The full results can be found in the trial report.
Here is a summary:-
30 people took part in the trial – using a b-bug for 3-5 days. A further 50 tried a b-bug for a short joy ride.
The b-bugs totalled 1500 miles and climbed 150,000 feet. They averaged 145 Wh/mile and consumed 290 kWh of electricity. The longest recorded trip was 33 miles and the maximum recorded speed 48mph with an average trip length of 9 miles and an average speed of 16 mph. Most of the driving was on small country lanes (where driving is necessarily slow) and 25% trips involved climbs of over 1000 feet.
The b-bugs inspired visitors to leave their cars behind and travel around the Brecon Beacons in a different and more enjoyable way. They did this because it was fun, they loved the open air and every journey felt like “an adventure”. It also changed how they holidayed. They explored local lanes, visited local attractions, ate at local pubs and enjoyed local activities. using their cars much less (or even not at all) during their stay.

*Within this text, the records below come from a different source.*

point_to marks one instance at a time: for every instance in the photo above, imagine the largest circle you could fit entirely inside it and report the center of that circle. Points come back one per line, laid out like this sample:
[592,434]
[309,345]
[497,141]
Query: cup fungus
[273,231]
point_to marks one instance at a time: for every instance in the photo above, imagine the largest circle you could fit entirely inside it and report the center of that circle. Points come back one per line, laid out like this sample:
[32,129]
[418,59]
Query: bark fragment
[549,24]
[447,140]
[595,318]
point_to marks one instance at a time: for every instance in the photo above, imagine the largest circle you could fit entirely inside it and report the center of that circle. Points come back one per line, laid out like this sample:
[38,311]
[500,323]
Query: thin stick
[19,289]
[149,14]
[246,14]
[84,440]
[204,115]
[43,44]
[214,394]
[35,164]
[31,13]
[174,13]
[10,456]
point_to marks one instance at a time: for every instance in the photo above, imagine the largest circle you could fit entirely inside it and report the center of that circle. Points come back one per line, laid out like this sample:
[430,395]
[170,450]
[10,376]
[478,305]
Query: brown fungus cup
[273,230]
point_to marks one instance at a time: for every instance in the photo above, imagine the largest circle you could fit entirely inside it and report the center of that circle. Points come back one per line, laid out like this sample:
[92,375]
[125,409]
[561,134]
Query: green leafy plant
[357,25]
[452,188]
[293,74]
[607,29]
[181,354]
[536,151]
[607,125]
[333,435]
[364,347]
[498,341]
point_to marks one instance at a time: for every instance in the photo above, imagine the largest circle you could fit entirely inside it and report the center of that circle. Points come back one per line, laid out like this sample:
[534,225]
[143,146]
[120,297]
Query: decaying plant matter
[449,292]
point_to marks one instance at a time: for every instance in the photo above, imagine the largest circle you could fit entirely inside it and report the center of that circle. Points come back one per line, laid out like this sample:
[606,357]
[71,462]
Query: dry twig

This was in direct contrast to our previous findings where visitors travelled an average of 50 miles by car a day often leaving the National Park completely.
Local residents found the b-bugs’ speed and range fine for commuting to work, making quick trips into town for shopping and ferrying their children to school or other activities. They would happily swap using the car for using a b-bug for these short daily journeys because it’s more enjoyable, cheap and handy.
The b-bugs appealed because they were funky and fun rather than because they were green. Their greenness was seen as a nice ‘by-the-way’ although the 1500 trial miles actually consumed less than 20% of the electricity produced by one set of domestic PV panels in the same period.
The trial showed there is real potential for an ultra lightweight, short range, electric vehicle which is not trying to be a car but can replace short rural journeys in hilly rural terrain where public transport is often not an option and cycling is challenging. But to work, it has to be both enjoyable and cheap.
If visitors could hire such vehicles, this would change their travel patterns in ways that are good for the environment of the National Park and good for the local economy. They would also give the Brecon Beacons a promotional edge as an eco-tourism destination.
Finally, the trial demonstrated that an informal charging point network, based on local tourist businesses, is fine for supporting lightweight electric vehicles, can readily evolve and brings additional business to the participants.